A única certeza que podemos ter na vida é que um dia vamos morrer. Invariavelmente, isso ocorrerá com todos nós, cedo ou tarde. O que fazemos com o tempo que temos, entre o momento que nascemos até nosso último suspiro, isso sim é o que importa. Muitos trabalham, se relacionam com outras pessoas, estudam, viajam, experimentam coisas novas. Essa percepção da finitude do tempo tem rondado muito a cabeça do diretor espanhol Pedro Almodóvar, cujo tom vem se imprimindo em seus últimos trabalhos e agora, com ainda mais evidência, em ‘O Quarto ao Lado’, seu mais novo longa-metragem.
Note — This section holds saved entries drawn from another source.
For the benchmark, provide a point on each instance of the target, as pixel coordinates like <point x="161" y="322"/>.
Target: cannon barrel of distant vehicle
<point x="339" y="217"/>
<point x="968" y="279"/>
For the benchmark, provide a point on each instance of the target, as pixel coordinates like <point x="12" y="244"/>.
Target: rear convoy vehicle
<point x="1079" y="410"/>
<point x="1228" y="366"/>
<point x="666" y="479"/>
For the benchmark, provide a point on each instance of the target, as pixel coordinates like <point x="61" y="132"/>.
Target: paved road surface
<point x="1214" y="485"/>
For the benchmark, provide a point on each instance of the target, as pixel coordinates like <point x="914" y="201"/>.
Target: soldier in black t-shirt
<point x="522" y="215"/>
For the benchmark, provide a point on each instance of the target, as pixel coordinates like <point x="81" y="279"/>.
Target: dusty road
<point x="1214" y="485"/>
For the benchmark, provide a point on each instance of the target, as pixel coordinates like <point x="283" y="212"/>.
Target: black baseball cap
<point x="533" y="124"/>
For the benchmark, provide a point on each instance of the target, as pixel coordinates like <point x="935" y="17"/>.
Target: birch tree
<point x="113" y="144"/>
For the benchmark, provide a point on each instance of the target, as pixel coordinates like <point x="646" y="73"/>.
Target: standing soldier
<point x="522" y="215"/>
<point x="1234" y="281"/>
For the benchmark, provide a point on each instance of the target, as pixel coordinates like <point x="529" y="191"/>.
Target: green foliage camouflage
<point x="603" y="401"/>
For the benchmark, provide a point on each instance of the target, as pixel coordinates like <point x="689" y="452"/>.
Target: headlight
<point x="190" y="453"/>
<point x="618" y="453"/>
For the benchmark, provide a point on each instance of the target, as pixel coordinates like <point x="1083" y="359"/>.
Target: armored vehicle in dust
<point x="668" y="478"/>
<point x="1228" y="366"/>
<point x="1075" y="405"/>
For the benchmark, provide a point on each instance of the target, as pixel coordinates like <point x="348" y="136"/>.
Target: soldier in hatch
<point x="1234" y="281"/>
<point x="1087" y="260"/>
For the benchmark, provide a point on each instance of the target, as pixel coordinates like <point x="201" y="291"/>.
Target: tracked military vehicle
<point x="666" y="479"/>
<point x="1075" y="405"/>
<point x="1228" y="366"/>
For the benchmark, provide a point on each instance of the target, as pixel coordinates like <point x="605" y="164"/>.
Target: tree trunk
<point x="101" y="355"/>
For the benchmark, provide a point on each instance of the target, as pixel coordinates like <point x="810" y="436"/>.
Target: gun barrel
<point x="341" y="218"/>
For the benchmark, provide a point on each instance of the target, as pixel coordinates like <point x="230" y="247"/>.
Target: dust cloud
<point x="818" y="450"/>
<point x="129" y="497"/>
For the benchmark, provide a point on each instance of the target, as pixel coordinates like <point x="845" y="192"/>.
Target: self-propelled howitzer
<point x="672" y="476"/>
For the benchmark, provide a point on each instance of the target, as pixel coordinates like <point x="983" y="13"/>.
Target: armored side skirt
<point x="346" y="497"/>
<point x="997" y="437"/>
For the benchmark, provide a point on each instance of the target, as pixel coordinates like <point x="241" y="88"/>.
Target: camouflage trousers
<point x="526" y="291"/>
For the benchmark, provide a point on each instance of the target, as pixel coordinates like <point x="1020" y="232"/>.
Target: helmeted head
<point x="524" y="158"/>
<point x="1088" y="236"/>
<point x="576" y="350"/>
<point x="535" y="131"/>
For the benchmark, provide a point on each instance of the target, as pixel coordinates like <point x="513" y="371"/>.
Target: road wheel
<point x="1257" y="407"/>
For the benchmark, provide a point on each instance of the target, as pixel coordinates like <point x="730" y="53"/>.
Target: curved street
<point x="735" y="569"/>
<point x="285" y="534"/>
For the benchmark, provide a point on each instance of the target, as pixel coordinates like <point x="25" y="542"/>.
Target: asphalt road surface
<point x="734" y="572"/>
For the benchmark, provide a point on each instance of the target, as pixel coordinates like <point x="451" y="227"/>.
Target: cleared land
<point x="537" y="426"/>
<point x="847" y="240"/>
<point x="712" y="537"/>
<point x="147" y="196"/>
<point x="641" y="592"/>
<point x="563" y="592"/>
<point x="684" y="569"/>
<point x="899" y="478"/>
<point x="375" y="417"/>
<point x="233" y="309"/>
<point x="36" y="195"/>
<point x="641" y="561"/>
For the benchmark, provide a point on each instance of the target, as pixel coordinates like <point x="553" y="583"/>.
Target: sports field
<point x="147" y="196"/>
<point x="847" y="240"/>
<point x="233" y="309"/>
Ingrid (Julianne Moore, de ‘Longe do Paraíso’) hoje é uma escritora renomada e está numa livraria fazendo seu lançamento quando inesperadamente tem notícias de Martha (Tilda Swinton, de ‘Precisamos Falar Sobre o Kevin’), sua amiga de infância a quem era muito ligada e cuja parceria seguiu para vida adulta, quando trabalharam juntas numa revista. Então, Ingrid decide visitar Martha no hospital, querendo retomar a amizade perdida no tempo. À medida que as visitas se repetem e a cumplicidade é reestabelecida, um pedido inesperado de Martha surpreende Ingrid, o que fará com que ela reflita não só sobre essa amizade, mas também reavaliará sua própria vida.
A partir desse ponto fica difícil avaliar ‘O Quarto ao Lado’ sem dar spoilers – principalmente um spoiler central que é o catalizador dos eventos (estejam avisados!), que é o fato de Martha convidar Ingrid para uma casa no campo, onde as duas passarão os últimos dias de vida de Martha, pois, lá, ela pretende se matar, pois não aguenta mais seu câncer cervical e gostaria de ter a companhia da amiga, pois lhe traria conforto a ideia de ter a amiga no quarto ao lado.
O roteiro de Pedro Almodóvar com Sigrid Nunez tem um argumento simples, sem grandes acontecimentos, e que se apoia cem por cento em diálogos – o que significa que para o filme dar certo necessariamente precisaria de duas atrizes fenomenais para dar conta do recado. E consegue. Tilda e Julianne estão afiadíssimas, crescendo junto com os personagens à medida que suas fortalezas vão sendo derrubadas no enredo. Apoiado nos diálogos, o roteiro cuidadosamente pensa exatamente os pontos de maior emoção (que fazem o espectador quase prender a respiração, tamanha a inteligência das falas) e quando achamos que tudo vai explodir, o roteiro insere um momento de humor para quebrar o clima e fazer a gente soltar o ar. Isso acontece umas três vezes ao longo do filme, demonstrando a genialidade dos roteiristas.
Mesmo mantendo a cenografia de arte contemporânea e os tons fortes na paleta de cores da direção de arte, o que chama a atenção nesse ‘O Quarto ao Lado’ é o tom extremamente melancólico que atravessa o filme.
Tendo já anunciado que iria parar de filmar e que nunca faria filmes em outras línguas, Almodóvar, hoje aos 75 anos, já produziu quatro projetos desde esse anúncio, e todos em inglês. A sensação é a de que, de repente, o diretor se deu conta da idade, da passagem do tempo, e essa percepção sobre a vida – ou melhor, sobre a proximidade da morte – passou a, desde então, permear todas as suas produções, direta ou indiretamente. As dores físicas (principalmente na coluna), as limitações do corpo, o olhar sobre a juventude alheia, o desinteresse por coisas que talvez não termine (como ler um livro), o acerto de contas com o passado e as declarações emotivas a quem se tem afeto: comportamentos daqueles que têm pouco tempo de vida e que vêm permeando os filmes do cineasta espanhol, chegando ao seu ápice em ‘O Quarto ao Lado’.
Triste, melancólico e inevitável, ‘O Quarto ao Lado’ é a despedida definitiva de Pedro Almodóvar, mesmo que não seja uma despedida oficial. Um filme que fala muito sobre seu diretor, ainda que sob a roupagem de querer falar sobre outros temas.